A person who graduated from Dartmouth last year was expected to make $51,600 in his or her first job. It makes sense. Dartmouth is an Ivy League school that graduates the best of the best students. Nevertheless, someone who graduated from the Colorado School of Mines should have expected an initial salary of $63,400. When Bloomberg reviewed the same PayScale report 24/7 Wall St. did, the news service pointed out that graduates from the South Dakota School of Mines & Technology had an average starting salary of $56,700.
One would expect that mining schools have little to recommend them as places to study in the hopes of getting high-paying work. But that is not true when the Plains states are filled with fracking and drilling sites. And it is not just these graduates who do well. Unemployment rates overall in the Plains region remain well below the national average. In July, the joblessness figure in North Dakota was 3%. In South Dakota, unemployment was 4.4% and in Montana 6.4%. Put another way, nearly everyone in these areas has a job, and demand for workers probably makes those very good jobs based on earnings.

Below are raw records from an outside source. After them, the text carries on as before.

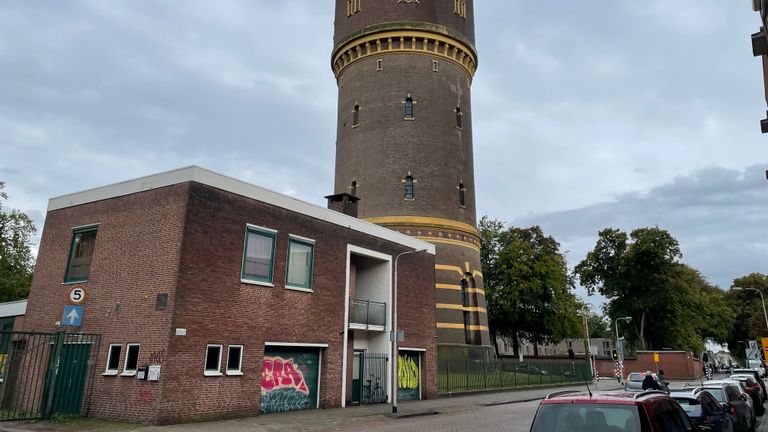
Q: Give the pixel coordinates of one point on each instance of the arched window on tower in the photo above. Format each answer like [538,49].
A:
[409,188]
[409,108]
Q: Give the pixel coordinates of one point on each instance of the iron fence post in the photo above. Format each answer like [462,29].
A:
[52,373]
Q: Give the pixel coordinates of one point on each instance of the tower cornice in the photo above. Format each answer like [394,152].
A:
[405,37]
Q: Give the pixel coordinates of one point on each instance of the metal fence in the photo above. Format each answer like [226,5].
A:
[475,375]
[45,375]
[375,379]
[368,312]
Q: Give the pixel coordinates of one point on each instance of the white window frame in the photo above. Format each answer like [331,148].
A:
[107,370]
[239,370]
[307,242]
[217,372]
[130,372]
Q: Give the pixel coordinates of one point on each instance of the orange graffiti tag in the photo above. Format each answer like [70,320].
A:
[280,373]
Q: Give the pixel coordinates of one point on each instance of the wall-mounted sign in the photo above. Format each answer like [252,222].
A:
[76,295]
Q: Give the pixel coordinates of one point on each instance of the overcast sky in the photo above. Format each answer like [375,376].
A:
[587,114]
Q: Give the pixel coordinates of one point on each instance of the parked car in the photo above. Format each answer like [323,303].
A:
[754,373]
[754,391]
[634,382]
[743,393]
[730,396]
[704,410]
[579,411]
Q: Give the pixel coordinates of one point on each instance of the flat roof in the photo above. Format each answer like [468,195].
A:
[239,187]
[14,308]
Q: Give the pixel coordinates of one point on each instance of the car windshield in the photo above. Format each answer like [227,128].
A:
[586,417]
[689,405]
[717,393]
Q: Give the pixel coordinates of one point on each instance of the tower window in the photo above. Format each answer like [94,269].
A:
[353,7]
[409,108]
[409,188]
[460,8]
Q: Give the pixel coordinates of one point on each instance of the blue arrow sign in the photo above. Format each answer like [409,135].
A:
[73,316]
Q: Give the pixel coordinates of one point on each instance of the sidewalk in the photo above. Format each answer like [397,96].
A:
[318,420]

All of the data, both from PayScale and the Bureau of Labor Statistics, points to a single conclusion. The best way to find work is to be in the right place at the right time, whether or not a college degree is critical to work.
The rise of the energy and agribusiness industries in the Plains states is not the only reason they offer good areas for workers. Almost no one has moved into these states for years. North Dakota’s population rose 4.7% between 2000 and 2010. In the previous decade the number was up only 0.5%. The state lost population three of the five previous decades. Figures for surrounding states are not much different. In the meantime, for Dartmouth graduates, the number of open positions on Wall St. has fallen.
It is not how someone starts college or where. It is how they finish and where.